# Batch of Kodaks



## Dany (Jun 30, 2021)

Last week I got a batch of Kodak strut folding cameras.
Among them, I could see a version that I did not have yet of the Vest Pocket autographic with a textured paint.
This item is fitted with a rare “Orix” lens that I could not find in any web document.
Except some possible links to Ica.
But I have some doubt about a German origin because the engraving on the lens says “double anastigmat” and not “Doppel anastigmat”
May be you know something about it.....

The Batch:





















The Vest Pocket


----------



## webestang64 (Jul 1, 2021)

Some really nice ones. I love the coloring of the first one.


----------



## Mitica100 (Jul 1, 2021)

Awesome! The Hawkette Kodak was made in the UK and it was not offered for sale, rather offered as a promotional item for Cadbury Chocolates and Australian Cigarettes (go figure…)

It was the very first Kodak camera made of a plastic material.
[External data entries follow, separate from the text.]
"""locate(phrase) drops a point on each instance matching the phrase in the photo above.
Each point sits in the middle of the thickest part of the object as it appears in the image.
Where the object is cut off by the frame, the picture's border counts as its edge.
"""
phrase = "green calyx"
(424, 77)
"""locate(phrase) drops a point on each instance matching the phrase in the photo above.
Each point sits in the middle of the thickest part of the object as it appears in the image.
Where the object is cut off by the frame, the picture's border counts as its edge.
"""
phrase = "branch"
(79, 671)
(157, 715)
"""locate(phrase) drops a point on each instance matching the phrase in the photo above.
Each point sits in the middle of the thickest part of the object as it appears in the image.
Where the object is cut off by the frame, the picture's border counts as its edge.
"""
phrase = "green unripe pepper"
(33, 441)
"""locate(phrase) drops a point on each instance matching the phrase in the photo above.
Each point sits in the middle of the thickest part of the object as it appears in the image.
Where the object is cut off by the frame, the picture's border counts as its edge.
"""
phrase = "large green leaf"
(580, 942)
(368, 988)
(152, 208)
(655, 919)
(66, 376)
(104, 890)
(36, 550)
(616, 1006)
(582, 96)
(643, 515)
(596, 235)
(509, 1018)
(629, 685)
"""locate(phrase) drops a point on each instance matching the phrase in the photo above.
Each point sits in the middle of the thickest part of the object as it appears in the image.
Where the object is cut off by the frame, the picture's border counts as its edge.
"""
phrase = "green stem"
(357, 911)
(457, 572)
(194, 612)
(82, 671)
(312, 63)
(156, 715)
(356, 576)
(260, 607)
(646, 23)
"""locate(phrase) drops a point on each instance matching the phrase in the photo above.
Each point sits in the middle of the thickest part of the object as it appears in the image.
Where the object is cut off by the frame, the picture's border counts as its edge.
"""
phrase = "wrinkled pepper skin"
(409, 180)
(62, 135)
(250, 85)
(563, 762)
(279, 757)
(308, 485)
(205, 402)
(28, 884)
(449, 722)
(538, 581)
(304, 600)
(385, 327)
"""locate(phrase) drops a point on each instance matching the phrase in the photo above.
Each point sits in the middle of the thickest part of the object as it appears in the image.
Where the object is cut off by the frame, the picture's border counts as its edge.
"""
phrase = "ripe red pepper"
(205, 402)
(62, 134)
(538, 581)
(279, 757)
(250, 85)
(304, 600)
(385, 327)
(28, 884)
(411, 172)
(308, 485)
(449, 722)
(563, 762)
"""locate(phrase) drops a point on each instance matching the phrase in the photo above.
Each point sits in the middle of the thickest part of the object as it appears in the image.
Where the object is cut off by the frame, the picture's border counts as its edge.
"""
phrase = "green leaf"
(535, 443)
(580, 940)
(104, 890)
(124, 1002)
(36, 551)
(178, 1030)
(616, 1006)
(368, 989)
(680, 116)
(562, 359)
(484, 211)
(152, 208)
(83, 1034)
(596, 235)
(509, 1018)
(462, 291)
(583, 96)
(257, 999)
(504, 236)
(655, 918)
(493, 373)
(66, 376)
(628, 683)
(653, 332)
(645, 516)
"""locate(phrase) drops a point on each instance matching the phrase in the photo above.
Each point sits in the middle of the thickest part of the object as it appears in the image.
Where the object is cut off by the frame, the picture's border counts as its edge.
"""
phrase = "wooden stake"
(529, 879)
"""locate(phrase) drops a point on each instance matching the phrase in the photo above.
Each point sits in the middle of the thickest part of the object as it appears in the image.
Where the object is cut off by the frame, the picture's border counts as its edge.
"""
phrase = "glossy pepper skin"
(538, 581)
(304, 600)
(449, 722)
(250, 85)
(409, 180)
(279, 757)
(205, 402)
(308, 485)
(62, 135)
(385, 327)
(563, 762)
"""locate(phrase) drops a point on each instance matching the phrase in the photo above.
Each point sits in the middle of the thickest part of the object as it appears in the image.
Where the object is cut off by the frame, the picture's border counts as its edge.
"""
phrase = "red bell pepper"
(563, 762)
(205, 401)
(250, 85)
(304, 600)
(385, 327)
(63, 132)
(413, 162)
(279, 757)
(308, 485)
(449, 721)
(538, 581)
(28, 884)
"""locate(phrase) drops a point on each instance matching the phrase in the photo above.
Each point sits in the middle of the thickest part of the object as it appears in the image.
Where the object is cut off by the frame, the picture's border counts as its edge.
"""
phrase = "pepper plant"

Beautiful!


----------



## Dany (Jul 2, 2021)

What makes some collectors (like me) addicted to bakelite cameras is the variety of patterns and hues that can be found on produced specimens of the same model.
This is due to the non-repeatability of the results obtained during the mixing of the powders and the baking of the bakelite.
In picture, two hawkettes No 2 from my collection





Because of the fragility of this material to impact, the difficulty these days is to find devices that do not show any breaks or cracks.


----------



## webestang64 (Jul 2, 2021)

Same with bakelite radios. I have 2 of the same radio but the colors and pattern are slightly different. Cool stuff.


----------



## terri (Jul 2, 2021)

These are beautiful!   I keep returning to the faceplate showing the Kodak Ball Bearing shutter.    The patent dates stamped in.    

Ah, my heart!


----------